Sundiata Mansa adalah pendiri sekaligus raja pertama kerajaan Mali pada abad ke-13. Dia memeluk Islam sambil tetap mengembangkan agama lokal di kerajaannya. Melalui epiknya, dengan sinis ia mengkritik budaya yang terpaku pada teks mati : di dalam tulisan tidak ada kemampuan merasakan masa lampau dan tidak ada kehangatan suara manusia.
Orang lain memakai tulisan untuk merekam masa lampau, tetapi penemuan ini telah membunuh kemampuan ingatan mereka.
Mereka tidak lagi merasakan masa lampau, sebab tulisan tidak lagi mengandung kehangatan suara manusia.
***
Di Indonesia, proses dialog dengan Al-Quran dilakukan dengan berbagai cara khas Indonesia.
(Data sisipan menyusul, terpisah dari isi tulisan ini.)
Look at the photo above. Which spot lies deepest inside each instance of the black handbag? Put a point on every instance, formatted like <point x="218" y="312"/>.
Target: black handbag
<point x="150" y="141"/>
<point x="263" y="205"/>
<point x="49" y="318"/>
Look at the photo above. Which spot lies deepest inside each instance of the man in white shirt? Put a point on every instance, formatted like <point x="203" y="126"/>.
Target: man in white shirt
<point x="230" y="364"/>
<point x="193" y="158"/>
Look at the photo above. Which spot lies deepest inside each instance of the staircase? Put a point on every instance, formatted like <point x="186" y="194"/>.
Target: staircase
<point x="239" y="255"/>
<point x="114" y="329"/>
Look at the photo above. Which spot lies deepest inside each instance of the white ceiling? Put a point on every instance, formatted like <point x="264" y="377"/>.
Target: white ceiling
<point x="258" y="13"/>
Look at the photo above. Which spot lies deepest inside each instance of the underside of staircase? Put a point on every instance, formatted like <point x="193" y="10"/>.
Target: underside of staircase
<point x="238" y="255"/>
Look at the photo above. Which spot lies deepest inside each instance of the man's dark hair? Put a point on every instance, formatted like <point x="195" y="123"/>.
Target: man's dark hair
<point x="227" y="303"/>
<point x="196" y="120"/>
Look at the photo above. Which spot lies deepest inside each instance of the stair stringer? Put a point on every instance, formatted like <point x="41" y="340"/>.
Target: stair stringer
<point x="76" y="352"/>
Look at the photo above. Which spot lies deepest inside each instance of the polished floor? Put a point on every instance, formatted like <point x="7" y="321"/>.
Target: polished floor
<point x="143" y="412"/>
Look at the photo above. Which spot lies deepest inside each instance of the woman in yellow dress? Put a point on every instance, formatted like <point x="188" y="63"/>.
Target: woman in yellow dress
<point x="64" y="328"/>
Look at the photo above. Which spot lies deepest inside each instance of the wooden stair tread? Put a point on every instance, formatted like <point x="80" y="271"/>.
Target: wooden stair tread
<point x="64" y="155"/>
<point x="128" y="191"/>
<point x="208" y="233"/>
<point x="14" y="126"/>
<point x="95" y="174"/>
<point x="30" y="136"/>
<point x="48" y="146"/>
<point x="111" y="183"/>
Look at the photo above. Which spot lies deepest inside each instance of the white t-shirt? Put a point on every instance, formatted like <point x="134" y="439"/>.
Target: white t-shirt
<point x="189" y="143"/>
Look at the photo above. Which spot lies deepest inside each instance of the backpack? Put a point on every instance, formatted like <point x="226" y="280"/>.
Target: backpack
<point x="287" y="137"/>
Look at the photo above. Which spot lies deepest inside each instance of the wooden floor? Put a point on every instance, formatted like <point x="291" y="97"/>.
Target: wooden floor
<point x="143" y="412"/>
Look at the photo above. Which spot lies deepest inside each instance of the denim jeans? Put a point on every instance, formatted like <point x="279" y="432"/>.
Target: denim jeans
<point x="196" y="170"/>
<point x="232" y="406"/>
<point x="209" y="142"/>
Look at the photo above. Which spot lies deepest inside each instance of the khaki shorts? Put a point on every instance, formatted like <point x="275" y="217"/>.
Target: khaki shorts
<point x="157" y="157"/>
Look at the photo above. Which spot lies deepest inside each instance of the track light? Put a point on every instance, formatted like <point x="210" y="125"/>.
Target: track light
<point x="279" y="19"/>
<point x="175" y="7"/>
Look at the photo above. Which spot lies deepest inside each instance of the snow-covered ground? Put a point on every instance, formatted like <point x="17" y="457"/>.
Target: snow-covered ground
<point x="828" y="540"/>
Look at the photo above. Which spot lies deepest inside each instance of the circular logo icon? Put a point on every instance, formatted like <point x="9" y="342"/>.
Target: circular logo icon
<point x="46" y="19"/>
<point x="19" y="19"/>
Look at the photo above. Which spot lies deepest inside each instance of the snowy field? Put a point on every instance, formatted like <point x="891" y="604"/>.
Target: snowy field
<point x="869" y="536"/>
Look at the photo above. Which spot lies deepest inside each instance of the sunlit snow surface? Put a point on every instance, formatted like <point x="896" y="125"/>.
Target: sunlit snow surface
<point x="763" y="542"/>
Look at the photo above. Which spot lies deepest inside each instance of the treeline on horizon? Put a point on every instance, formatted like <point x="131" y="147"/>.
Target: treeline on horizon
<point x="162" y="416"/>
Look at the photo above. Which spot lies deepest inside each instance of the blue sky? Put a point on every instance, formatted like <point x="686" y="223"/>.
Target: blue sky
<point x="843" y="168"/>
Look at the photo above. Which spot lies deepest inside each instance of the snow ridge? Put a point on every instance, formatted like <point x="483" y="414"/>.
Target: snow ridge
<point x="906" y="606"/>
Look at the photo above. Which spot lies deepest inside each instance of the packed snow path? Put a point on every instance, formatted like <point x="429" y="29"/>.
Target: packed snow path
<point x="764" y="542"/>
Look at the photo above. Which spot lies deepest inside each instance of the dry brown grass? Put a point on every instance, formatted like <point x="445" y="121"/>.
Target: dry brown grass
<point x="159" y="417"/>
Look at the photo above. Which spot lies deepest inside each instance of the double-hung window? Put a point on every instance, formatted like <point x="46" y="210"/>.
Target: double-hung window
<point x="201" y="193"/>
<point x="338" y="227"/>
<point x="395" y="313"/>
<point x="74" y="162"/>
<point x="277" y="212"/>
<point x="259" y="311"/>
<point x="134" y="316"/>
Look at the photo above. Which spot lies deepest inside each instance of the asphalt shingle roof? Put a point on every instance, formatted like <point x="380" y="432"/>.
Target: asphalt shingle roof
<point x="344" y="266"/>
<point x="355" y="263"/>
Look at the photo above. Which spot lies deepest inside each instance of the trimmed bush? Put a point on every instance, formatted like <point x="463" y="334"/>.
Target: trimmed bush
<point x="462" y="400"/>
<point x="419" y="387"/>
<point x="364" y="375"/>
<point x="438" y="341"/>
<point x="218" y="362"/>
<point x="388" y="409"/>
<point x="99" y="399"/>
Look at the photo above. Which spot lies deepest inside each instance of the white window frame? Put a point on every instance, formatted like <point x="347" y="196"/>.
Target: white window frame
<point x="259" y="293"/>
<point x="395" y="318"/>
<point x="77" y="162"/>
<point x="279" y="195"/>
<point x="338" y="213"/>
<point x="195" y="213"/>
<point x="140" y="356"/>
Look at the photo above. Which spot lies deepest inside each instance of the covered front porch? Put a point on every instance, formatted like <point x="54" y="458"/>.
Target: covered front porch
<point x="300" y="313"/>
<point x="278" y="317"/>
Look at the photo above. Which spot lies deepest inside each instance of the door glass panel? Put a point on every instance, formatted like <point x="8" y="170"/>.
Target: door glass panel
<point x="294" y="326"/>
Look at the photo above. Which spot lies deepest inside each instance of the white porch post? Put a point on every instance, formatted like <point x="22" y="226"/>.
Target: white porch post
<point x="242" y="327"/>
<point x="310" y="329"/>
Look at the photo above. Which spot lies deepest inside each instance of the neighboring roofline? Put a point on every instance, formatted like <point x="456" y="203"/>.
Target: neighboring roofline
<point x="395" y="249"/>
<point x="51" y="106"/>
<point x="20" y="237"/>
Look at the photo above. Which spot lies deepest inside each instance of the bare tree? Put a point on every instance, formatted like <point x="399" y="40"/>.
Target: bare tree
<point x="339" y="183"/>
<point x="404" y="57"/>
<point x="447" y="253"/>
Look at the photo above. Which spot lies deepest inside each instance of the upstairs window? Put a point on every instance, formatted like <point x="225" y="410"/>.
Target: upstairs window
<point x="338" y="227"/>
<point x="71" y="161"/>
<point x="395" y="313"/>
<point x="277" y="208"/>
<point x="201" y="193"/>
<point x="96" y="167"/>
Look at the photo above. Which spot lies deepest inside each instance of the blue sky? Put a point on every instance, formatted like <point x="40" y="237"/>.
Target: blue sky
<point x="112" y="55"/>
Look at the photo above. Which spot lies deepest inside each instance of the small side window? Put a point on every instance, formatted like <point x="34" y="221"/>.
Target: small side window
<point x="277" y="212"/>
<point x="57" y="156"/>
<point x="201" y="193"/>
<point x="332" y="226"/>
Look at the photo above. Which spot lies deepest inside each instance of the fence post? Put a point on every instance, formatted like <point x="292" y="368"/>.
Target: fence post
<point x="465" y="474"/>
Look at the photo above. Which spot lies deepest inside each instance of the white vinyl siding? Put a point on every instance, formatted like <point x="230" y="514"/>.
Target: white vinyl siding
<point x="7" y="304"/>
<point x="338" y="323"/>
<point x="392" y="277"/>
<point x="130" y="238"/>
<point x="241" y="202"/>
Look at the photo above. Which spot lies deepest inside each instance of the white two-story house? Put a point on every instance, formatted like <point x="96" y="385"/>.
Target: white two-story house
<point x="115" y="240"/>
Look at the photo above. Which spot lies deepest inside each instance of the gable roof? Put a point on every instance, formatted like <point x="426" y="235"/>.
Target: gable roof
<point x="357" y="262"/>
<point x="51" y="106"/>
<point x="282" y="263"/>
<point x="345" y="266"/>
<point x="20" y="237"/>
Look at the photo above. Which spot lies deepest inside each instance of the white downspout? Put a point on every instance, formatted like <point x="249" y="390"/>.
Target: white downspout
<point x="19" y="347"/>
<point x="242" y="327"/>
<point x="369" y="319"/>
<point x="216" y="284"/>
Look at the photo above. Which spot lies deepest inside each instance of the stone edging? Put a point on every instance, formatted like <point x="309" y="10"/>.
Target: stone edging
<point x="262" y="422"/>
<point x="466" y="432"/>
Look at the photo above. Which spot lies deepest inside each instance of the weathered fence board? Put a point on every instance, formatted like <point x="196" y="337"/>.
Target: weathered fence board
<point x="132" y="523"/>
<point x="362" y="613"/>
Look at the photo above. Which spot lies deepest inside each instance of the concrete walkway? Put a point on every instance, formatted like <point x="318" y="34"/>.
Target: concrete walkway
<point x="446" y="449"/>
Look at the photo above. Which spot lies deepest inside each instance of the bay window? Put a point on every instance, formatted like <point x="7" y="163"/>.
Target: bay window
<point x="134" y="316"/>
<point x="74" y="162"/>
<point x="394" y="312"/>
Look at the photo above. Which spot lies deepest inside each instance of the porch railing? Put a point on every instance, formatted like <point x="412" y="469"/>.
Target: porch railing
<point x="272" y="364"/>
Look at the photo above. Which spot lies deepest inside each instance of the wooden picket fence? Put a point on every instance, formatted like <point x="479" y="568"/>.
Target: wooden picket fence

Pada beberapa cara, Al-Quran yang dijadikan sebagai objek ritual, misalnya secara tradisional dengan menjadikan tulisan Al-Quran sebagai azimat atau hal lain yang berbau mistis. Beberapa dukun punya ayat favorit untuk para pelanggan setia mereka. Secara modern, Al-Quran juga digunakan sebagai simbol ritual misalnya pada proses pengambilan sumpah jabatan atau kesaksian di pengadilan.
Masyarakat Indonesia juga memiliki budaya pengajian yang melakukan pelisanan kembali Al-Quran. Umumnya, pelisanan Al-Quran dilakukan sesuai kaidah bacaan Arab yang baik meskipun arti dan makna tulisan ini jarang sekali dimengerti. Keindahan alunan orang mengaji tentunya menjadi aspek tersendiri dalam dialog dengan Al-Quran. Tetapi saya tidak bermaksud membahas dialog jenis yang ini.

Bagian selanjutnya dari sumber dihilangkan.